Trattative tra Iran e Oman per l’istituzione di un pedaggio nello Stretto di Hormuz
L’Iran sta attualmente negoziando con l’Oman per stabilire un sistema di pedaggio per le navi che transitano attraverso lo Stretto di Hormuz, un punto cruciale nei complessi colloqui di pace in Medio Oriente. La notizia è stata confermata mercoledì dall’ambasciatore iraniano in Francia, Mohammad Amin-Nejad, il quale ha dichiarato che le discussioni sul pedaggio si sono intensificate, riporta Attuale.
Il regime iraniano esercita il controllo sullo Stretto attraverso la sua potente forza militare, i Guardiani della Rivoluzione, e ha già minacciato di attaccare le navi che transitano senza autorizzazione. Alcuni attacchi si sono già verificati, e l’Iran ha adottato misure come la posa di mine nel fondale, costringendo le navi a seguire una rotta stabilita dal regime, che attraversa le acque territoriali iraniane. I pedaggi sono stati già applicati in modo non sistematico, raggiungendo cifre di 2 milioni di dollari per nave.
La proposta consiste nel trovare un accordo tra Iran e Oman per rendere il pagamento dei pedaggi una prassi sistematica e duratura. L’Iran ha esplicitato la sua intenzione di mantenere il controllo dello Stretto anche dopo la conclusione del conflitto, e intende utilizzare i proventi per risarcire i danni derivanti dai bombardamenti di Stati Uniti e Israele. Il regime ha già istituito una nuova autorità, l’Autorità dello Stretto del Golfo Persico, che ha recentemente pubblicato una mappa della propria giurisdizione e indicato che le navi dovranno ottenere il suo “coordinamento” e “autorizzazione” per transitare.
L’Oman, situato dall’altra parte dello Stretto, ha storicamente opposto resistenza all’idea di un pedaggio, ma secondo fonti del New York Times, ora sarebbe disposto a utilizzare la propria influenza sui Paesi del Golfo per sostenere il piano, che potrebbe risultare economicamente vantaggioso. Prima dell’inizio del conflitto, transitavano attraverso lo Stretto tra le 130 e le 140 navi al giorno, attestandosi come un importante corridoio per il commercio globale di petrolio e gas, senza alcun costo di pedaggio.

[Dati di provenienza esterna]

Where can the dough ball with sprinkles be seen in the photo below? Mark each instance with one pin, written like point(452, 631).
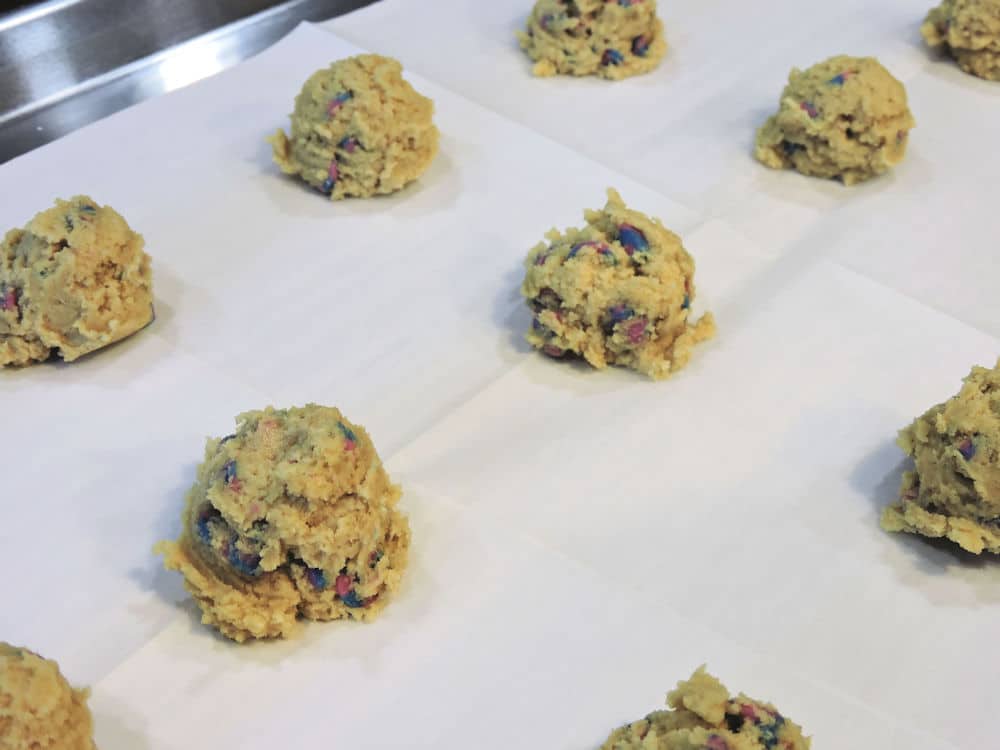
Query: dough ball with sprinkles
point(358, 129)
point(704, 716)
point(612, 39)
point(74, 280)
point(292, 516)
point(616, 292)
point(38, 708)
point(953, 491)
point(845, 118)
point(969, 30)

Una Convenzione delle Nazioni Unite del 1982 vieta ai Paesi che si affacciano a passaggi internazionali come lo Stretto di Hormuz di imporre pedaggi. Mentre l’Iran non ha ratificato questa convenzione, l’Oman lo ha fatto. La creazione di un pedaggio nello Stretto rappresenterebbe un precedente che, secondo esperti, potrebbe avere conseguenze negative per il commercio globale, spingendo altri Paesi a seguire l’esempio. I leader internazionali, inclusi quelli europei, si sono espressi contro tale proposta, mentre lavorano su piani per garantire il passaggio sicuro dopo la fine della guerra.
L’Iran sostiene che il pedaggio sia legittimo, presentandolo come una tassa per i servizi offerti dal regime e dall’Oman, che includerebbero la garanzia della sicurezza nel passaggio. Tuttavia, questa giustificazione è debole, considerando che è lo stesso Iran a creare preoccupazioni per la sicurezza, minacciando attacchi alle navi.
Gli Stati Uniti hanno espresso la loro netta opposizione alla proposta. Il segretario di Stato Marco Rubio ha avvertito che l’implementazione di un sistema di pedaggio da parte dell’Iran renderebbe impossibile raggiungere un accordo diplomatico. I negoziati di pace in Pakistan, mediatore nel conflitto, sono bloccati da settimane a causa di profonde divergenze tra Iran e Stati Uniti.
La precedente amministrazione di Donald Trump aveva considerato l’idea di un pedaggio nello Stretto da condividere con l’Iran. Attualmente, le forze statunitensi sono schierate nel Golfo dell’Oman, impedendo a navi in commercio con l’Iran di transitare, attuando un blocco navale che sta arrecando danni all’economia iraniana. Tuttavia, gli Stati Uniti non esercitano un controllo totale sullo Stretto, rendendo incerta la loro capacità di imporre tali misure a lungo termine.